O sistema se engendra baseado em duas operações básicas. Cortes simples que possibilitam os encaixes, ou furos para receber travamentos com pinos. O resultado é um sistema aberto, que se baseia nas descentralização das formas de produção de moradia, sem a perda das qualidades construtivas. Os componentes deixam de ser apenas entidades materiais de uma industrialização centralizada e são aqui encarados como uma série de instruções, com potencial de reprodução ad infitum.
A segunda frente de trabalho tem por objetivo entender, a partir deste sistema, como se organizam os modos de vida dentro da matriz de possibilidades criadas a partir das partes moleculares. Se essas estão sujeitas ao corpo, e por ele são moldadas, pode-se deduzir o mesmo da interface arquitetura-sujeito. Nosso foco aqui é praticar, a partir de situações-chave na produção de habitação na cidade, o ato do exercício arquitetônico.

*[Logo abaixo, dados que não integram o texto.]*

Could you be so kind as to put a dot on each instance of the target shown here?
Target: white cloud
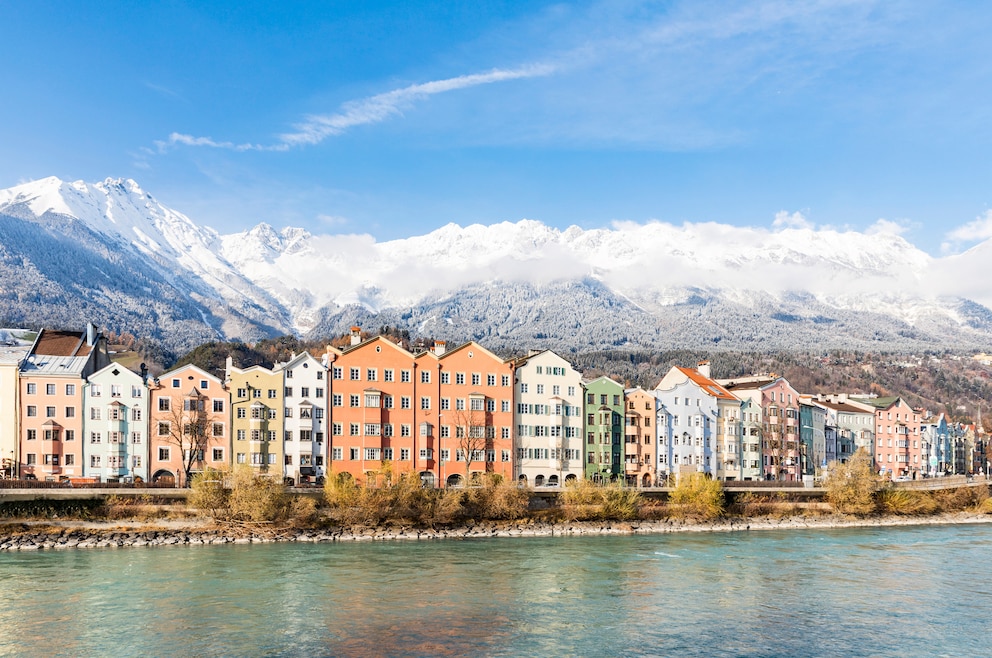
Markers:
(974, 231)
(380, 107)
(189, 140)
(374, 109)
(796, 220)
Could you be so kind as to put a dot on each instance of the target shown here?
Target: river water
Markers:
(904, 591)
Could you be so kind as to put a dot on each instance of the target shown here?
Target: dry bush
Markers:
(584, 500)
(752, 505)
(851, 487)
(696, 496)
(207, 493)
(496, 499)
(256, 499)
(903, 502)
(303, 512)
(962, 499)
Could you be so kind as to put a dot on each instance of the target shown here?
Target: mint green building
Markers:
(604, 407)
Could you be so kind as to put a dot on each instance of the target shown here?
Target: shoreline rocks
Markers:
(35, 536)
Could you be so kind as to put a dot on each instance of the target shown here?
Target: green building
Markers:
(604, 416)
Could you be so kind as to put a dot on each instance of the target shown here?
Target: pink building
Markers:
(898, 437)
(51, 401)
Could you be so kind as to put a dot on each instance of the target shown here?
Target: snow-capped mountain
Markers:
(515, 285)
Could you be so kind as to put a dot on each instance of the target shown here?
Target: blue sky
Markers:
(395, 118)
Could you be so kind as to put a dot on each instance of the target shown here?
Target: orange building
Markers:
(475, 412)
(51, 401)
(190, 412)
(640, 454)
(383, 409)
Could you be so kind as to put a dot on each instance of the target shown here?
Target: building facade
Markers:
(190, 425)
(115, 426)
(604, 415)
(548, 420)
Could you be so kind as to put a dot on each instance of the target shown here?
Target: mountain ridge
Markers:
(517, 284)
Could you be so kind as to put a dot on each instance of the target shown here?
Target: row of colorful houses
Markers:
(67, 411)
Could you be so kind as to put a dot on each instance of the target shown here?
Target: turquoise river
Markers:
(899, 591)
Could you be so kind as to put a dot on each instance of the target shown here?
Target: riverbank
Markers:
(46, 535)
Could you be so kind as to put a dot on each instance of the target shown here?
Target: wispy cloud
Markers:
(374, 109)
(189, 140)
(979, 229)
(380, 107)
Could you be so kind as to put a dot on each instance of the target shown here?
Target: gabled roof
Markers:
(706, 384)
(61, 343)
(709, 386)
(879, 403)
(476, 346)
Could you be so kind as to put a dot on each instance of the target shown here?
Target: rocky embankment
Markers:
(33, 536)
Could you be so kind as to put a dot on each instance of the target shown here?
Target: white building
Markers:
(115, 425)
(699, 425)
(548, 420)
(305, 422)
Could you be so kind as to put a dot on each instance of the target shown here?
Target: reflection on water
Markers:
(855, 592)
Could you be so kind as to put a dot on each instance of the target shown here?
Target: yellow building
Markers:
(257, 408)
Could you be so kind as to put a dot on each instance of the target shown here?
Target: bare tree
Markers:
(471, 439)
(187, 430)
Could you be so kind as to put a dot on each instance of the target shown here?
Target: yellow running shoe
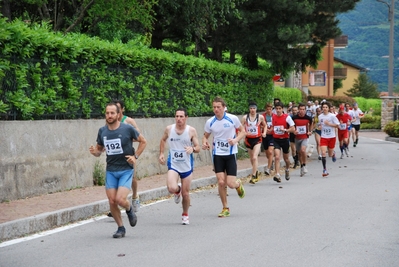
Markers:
(240, 189)
(224, 213)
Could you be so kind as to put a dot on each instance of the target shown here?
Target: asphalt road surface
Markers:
(350, 218)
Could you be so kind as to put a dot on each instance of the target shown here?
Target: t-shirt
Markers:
(178, 158)
(343, 121)
(355, 114)
(302, 126)
(284, 121)
(326, 130)
(268, 120)
(118, 144)
(222, 130)
(252, 127)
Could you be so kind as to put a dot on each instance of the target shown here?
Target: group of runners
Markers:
(277, 130)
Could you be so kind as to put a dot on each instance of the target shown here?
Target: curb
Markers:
(46, 221)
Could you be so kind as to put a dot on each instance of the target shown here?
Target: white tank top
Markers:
(178, 159)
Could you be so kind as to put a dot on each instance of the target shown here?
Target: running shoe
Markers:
(120, 232)
(185, 220)
(305, 171)
(240, 189)
(177, 197)
(253, 180)
(277, 178)
(132, 217)
(136, 204)
(296, 164)
(287, 175)
(224, 213)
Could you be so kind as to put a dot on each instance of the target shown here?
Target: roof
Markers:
(350, 64)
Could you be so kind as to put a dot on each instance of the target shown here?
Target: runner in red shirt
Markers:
(282, 126)
(343, 134)
(303, 129)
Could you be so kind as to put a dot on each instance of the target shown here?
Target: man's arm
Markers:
(194, 139)
(142, 144)
(96, 150)
(205, 144)
(165, 135)
(132, 122)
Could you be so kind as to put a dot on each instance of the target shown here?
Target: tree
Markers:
(363, 87)
(83, 16)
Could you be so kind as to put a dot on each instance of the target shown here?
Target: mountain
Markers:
(367, 27)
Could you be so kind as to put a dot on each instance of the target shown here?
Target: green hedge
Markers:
(287, 95)
(50, 75)
(371, 122)
(392, 128)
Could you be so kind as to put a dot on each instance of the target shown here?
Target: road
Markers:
(350, 218)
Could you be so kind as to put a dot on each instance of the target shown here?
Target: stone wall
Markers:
(40, 157)
(387, 108)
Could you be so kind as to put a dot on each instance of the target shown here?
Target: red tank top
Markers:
(277, 122)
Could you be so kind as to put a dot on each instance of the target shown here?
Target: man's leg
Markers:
(221, 177)
(277, 154)
(286, 157)
(185, 191)
(173, 186)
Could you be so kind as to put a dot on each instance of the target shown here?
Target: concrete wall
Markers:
(40, 157)
(387, 108)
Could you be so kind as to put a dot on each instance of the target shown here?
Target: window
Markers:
(317, 78)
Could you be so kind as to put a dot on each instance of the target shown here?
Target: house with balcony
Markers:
(320, 80)
(349, 72)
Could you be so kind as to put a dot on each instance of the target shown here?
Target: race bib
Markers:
(178, 155)
(113, 146)
(278, 130)
(222, 146)
(301, 129)
(327, 132)
(252, 130)
(342, 126)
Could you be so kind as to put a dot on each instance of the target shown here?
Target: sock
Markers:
(178, 190)
(323, 160)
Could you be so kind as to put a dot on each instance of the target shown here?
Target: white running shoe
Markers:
(177, 198)
(185, 220)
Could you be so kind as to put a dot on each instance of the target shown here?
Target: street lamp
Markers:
(391, 9)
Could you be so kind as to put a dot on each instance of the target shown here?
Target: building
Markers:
(320, 80)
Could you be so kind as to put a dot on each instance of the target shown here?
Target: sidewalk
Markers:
(31, 215)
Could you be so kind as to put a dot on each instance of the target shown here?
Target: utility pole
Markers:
(391, 16)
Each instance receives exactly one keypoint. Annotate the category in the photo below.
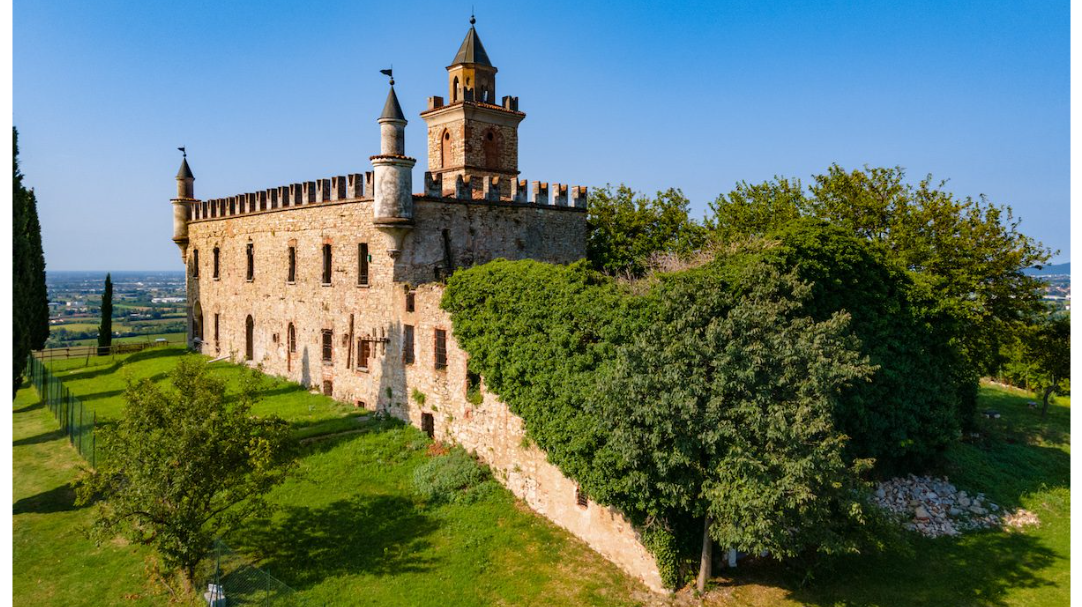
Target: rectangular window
(440, 348)
(328, 345)
(363, 264)
(291, 277)
(364, 353)
(327, 264)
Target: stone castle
(337, 284)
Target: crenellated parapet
(498, 188)
(338, 188)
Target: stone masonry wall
(469, 234)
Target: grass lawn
(1018, 461)
(350, 529)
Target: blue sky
(690, 95)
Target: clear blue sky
(696, 96)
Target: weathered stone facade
(337, 284)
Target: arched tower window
(249, 338)
(445, 149)
(197, 321)
(490, 145)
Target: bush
(449, 478)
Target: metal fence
(88, 351)
(76, 420)
(233, 580)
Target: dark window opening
(363, 260)
(429, 424)
(291, 277)
(328, 345)
(327, 264)
(473, 388)
(580, 498)
(364, 353)
(407, 344)
(249, 339)
(440, 347)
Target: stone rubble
(934, 507)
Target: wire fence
(234, 580)
(88, 351)
(76, 420)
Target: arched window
(445, 149)
(490, 146)
(197, 321)
(249, 339)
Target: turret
(182, 205)
(393, 197)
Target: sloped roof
(392, 108)
(185, 172)
(472, 51)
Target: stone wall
(446, 235)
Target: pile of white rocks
(934, 507)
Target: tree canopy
(29, 299)
(185, 464)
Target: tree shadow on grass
(38, 439)
(976, 569)
(370, 535)
(61, 499)
(37, 405)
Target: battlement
(495, 188)
(338, 188)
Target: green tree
(185, 464)
(105, 329)
(29, 302)
(968, 252)
(723, 410)
(627, 229)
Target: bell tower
(473, 135)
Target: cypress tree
(38, 293)
(105, 330)
(20, 271)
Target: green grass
(1018, 461)
(352, 531)
(52, 561)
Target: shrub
(449, 478)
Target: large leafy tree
(185, 464)
(723, 409)
(627, 228)
(968, 252)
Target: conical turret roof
(392, 108)
(472, 50)
(185, 172)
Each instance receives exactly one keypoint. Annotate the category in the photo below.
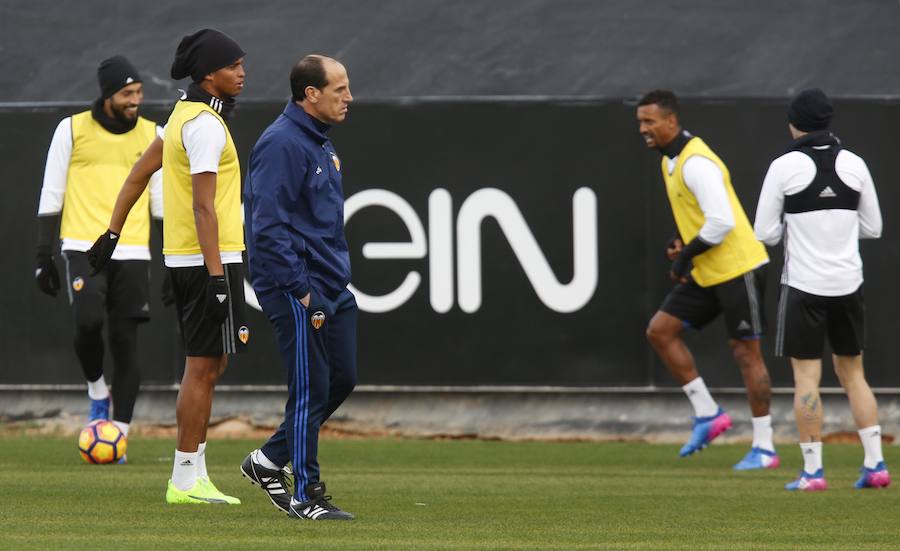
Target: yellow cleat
(199, 495)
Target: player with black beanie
(203, 241)
(91, 152)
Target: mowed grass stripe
(412, 494)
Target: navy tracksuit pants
(318, 347)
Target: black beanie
(114, 74)
(204, 52)
(810, 110)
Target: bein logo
(438, 245)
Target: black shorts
(202, 337)
(805, 320)
(739, 299)
(123, 286)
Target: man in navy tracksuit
(300, 267)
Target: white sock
(762, 433)
(97, 390)
(184, 472)
(812, 457)
(201, 461)
(871, 439)
(261, 458)
(701, 399)
(122, 427)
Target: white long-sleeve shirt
(707, 183)
(53, 192)
(821, 246)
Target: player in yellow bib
(90, 154)
(719, 268)
(203, 241)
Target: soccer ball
(102, 442)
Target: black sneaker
(274, 481)
(319, 506)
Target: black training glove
(101, 251)
(168, 293)
(672, 247)
(45, 274)
(215, 306)
(682, 265)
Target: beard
(120, 114)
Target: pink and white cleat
(808, 482)
(879, 477)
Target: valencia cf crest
(317, 319)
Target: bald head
(311, 70)
(320, 85)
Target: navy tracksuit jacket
(294, 224)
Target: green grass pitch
(437, 495)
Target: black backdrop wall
(527, 240)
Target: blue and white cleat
(705, 430)
(99, 410)
(879, 477)
(808, 482)
(758, 458)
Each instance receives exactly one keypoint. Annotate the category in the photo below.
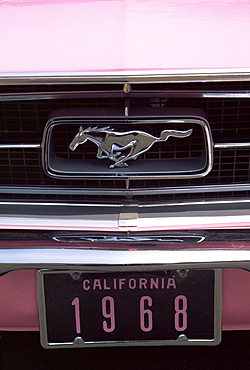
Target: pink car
(125, 169)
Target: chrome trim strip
(126, 192)
(145, 217)
(231, 145)
(126, 260)
(138, 76)
(20, 146)
(119, 93)
(231, 95)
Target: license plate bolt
(78, 341)
(183, 273)
(76, 276)
(182, 338)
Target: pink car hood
(126, 35)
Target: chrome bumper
(169, 236)
(129, 217)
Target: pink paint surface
(19, 310)
(108, 35)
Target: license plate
(84, 309)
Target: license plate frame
(45, 320)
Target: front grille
(23, 118)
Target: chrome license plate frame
(103, 284)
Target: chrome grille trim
(20, 146)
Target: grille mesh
(23, 122)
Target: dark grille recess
(23, 121)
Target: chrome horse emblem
(111, 143)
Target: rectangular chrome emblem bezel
(138, 169)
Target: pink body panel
(18, 295)
(126, 35)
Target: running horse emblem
(112, 144)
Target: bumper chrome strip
(126, 76)
(121, 217)
(114, 260)
(129, 192)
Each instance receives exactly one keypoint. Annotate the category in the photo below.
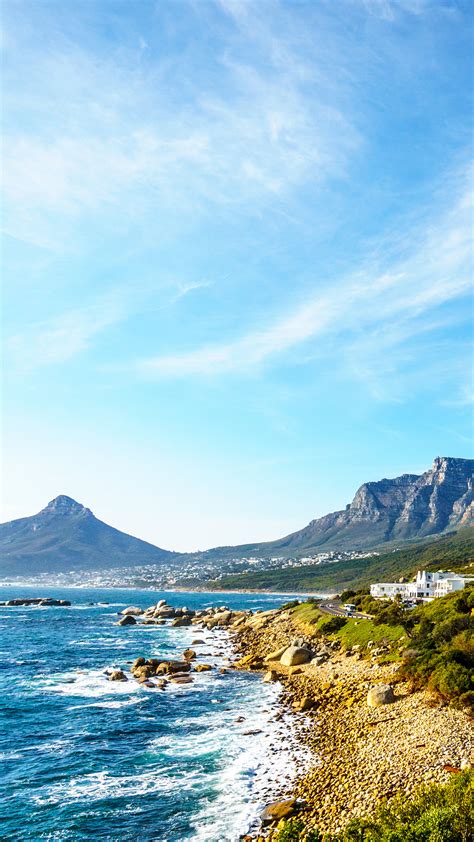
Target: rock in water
(270, 676)
(128, 620)
(276, 655)
(380, 695)
(117, 675)
(295, 655)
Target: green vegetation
(332, 625)
(443, 648)
(349, 631)
(440, 634)
(450, 552)
(435, 814)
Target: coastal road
(336, 610)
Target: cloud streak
(437, 270)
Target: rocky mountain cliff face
(409, 506)
(66, 536)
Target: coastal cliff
(362, 754)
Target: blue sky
(237, 262)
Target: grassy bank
(435, 814)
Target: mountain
(407, 507)
(65, 536)
(450, 551)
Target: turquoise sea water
(85, 758)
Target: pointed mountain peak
(64, 505)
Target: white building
(426, 586)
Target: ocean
(86, 758)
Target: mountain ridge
(402, 508)
(67, 536)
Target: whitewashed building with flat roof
(427, 585)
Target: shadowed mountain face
(66, 536)
(409, 506)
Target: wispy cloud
(435, 270)
(71, 333)
(249, 133)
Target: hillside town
(426, 587)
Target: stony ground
(361, 754)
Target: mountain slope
(407, 507)
(66, 536)
(454, 551)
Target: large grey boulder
(128, 620)
(295, 655)
(381, 694)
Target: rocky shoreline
(371, 738)
(362, 735)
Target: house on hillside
(427, 585)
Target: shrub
(436, 814)
(451, 680)
(332, 625)
(294, 830)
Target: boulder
(165, 611)
(294, 655)
(276, 655)
(172, 667)
(270, 676)
(181, 621)
(128, 620)
(381, 694)
(305, 703)
(278, 810)
(179, 678)
(117, 675)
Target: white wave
(97, 786)
(89, 683)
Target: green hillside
(454, 551)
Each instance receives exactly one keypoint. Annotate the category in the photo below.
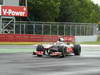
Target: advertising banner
(13, 11)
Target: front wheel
(77, 49)
(62, 49)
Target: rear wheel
(77, 49)
(40, 48)
(62, 49)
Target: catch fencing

“Máquinas acopladas a outras máquinas, máquinas produzindo conexões, máquinas passando fluxos.”
Deleuze e Guattari – Anti-Édipo (1972)
ENTREGA 04
A proposta consiste de um esquema de encaixes modulados, reconfiguráveis e responsivos, que permitem expansão em diferentes vetores, dentro de um elemento mínimo. Durante o processo investigativo do grupo, encontrou-se no módulo mínimo de 3x3m a configuração básica de espaços que se adequam conforme o uso. A sobreposição, divisão e interseção desses módulos formam, conforme adequação do corpo, ambientes de usos diversos. O corpo é a potência ativa do ambiente e a configuração do objeto é feita de forma leve e unidimensional. Cada peça criada tem como perfil a fácil fabricação e manipulação. O material base é a madeira. Por seu fácil acesso e infinitas possibilidades de trabalho e encaixe. No desenvolvimento do projeto foram criadas peças estruturais, de vedação, travamento e suporte. Essas peças foram pensadas de forma a simplificar o seu uso e manipulação. A simples replicação das peças é capaz de gerar o módulo mínimo que pode ser usado conforme a necessidade ou intenção. Foram também criados exemplos de usos dos módulos como para residências unifamiliares e unidades de comércio.
O objeto final se apresenta em formato de manual de montagem, delegando a ferramenta de escrita de forma a facilitar a leitura do usuário final, fabricante e construtor da própria unidade. A linguagem do desenho como objeto de representação e ferramenta de acesso à informação é feita de forma simplificada. Atuar na escrita das regras é abrir as possibilidades do fazer e, o alcance à informação pode ser a chave para a construção onde a maior parte do que é feito acontece sem o auxílio de um arquiteto.